Advice Recommended :
- Appoint an independent Financial Planner if the nature of proposed investment requires it.
- Engage iTax Consultants : Seek an objective review of taxation savings and cash flow analysis to determine affordability.
Our Classic Tips :
- Do not assume bona fides of someone who markets negative gearing and tries to be a one stop shop for the property or asset, finance and advisory. They may "have the property for you" but it may be an offload for them and derive large commissions on sale and brokerage. Its an investment decision so you should seek appropriate advice.
- Never acquire an asset solely for any perceived taxation advantage.
- Property development should not be undertaken without proper feasibility studies, professional legal and taxation advice. The taxation side may involve consideratuion of GST, income tax and capital gains tax issues. Amateurs beware as there are costly pitfalls.
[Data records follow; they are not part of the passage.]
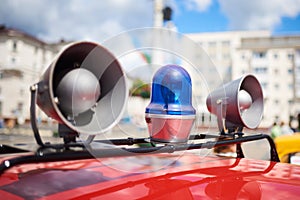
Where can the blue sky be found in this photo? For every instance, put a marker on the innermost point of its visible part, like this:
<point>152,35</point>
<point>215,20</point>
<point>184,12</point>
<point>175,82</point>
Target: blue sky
<point>52,20</point>
<point>217,17</point>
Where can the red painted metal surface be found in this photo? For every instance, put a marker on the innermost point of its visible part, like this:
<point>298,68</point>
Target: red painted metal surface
<point>161,176</point>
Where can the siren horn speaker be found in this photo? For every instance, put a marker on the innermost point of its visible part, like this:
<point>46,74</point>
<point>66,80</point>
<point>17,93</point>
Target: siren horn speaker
<point>84,88</point>
<point>239,102</point>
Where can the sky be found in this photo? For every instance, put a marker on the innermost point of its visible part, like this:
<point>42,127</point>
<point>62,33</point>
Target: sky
<point>53,20</point>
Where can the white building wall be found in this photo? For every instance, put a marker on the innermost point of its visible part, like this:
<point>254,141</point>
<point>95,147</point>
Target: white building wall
<point>28,57</point>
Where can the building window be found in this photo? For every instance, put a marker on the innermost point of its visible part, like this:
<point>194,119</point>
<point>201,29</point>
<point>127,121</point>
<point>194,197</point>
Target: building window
<point>259,54</point>
<point>264,85</point>
<point>13,60</point>
<point>212,44</point>
<point>290,56</point>
<point>226,43</point>
<point>14,46</point>
<point>260,70</point>
<point>22,92</point>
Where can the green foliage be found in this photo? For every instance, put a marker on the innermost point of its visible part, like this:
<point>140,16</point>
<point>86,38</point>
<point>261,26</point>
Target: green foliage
<point>141,89</point>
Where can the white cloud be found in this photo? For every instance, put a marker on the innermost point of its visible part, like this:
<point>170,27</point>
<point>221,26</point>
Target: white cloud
<point>258,14</point>
<point>52,20</point>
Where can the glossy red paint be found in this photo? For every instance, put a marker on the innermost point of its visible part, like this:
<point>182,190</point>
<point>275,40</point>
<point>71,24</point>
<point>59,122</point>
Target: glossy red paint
<point>188,176</point>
- Income earning buildings, or improvements to existing ones may attract special write offs as well as depreciation allowances which will provide taxation savings. In some cases a quantity surveyor tax report may be required. Please contact our office for advice.
- Purchasing shares for speculative purposes may risk loss of franking credits. Seek taxation advice regardless of structure.
- Rental to related persons should always be on commercial "arms length" terms as otherwise a loss may not be allowable or may require apportinoment.
- Borrowing costs may be allowable so keep details of cost of finance.
- Loan interest may not be fully allowable if a redraw taints a loan.
- Finance should be appropriately structured to allow for income tax and cash flow issues.
- Depreciation concessions provide options which may easily be overlooked especially where there are two or more owners.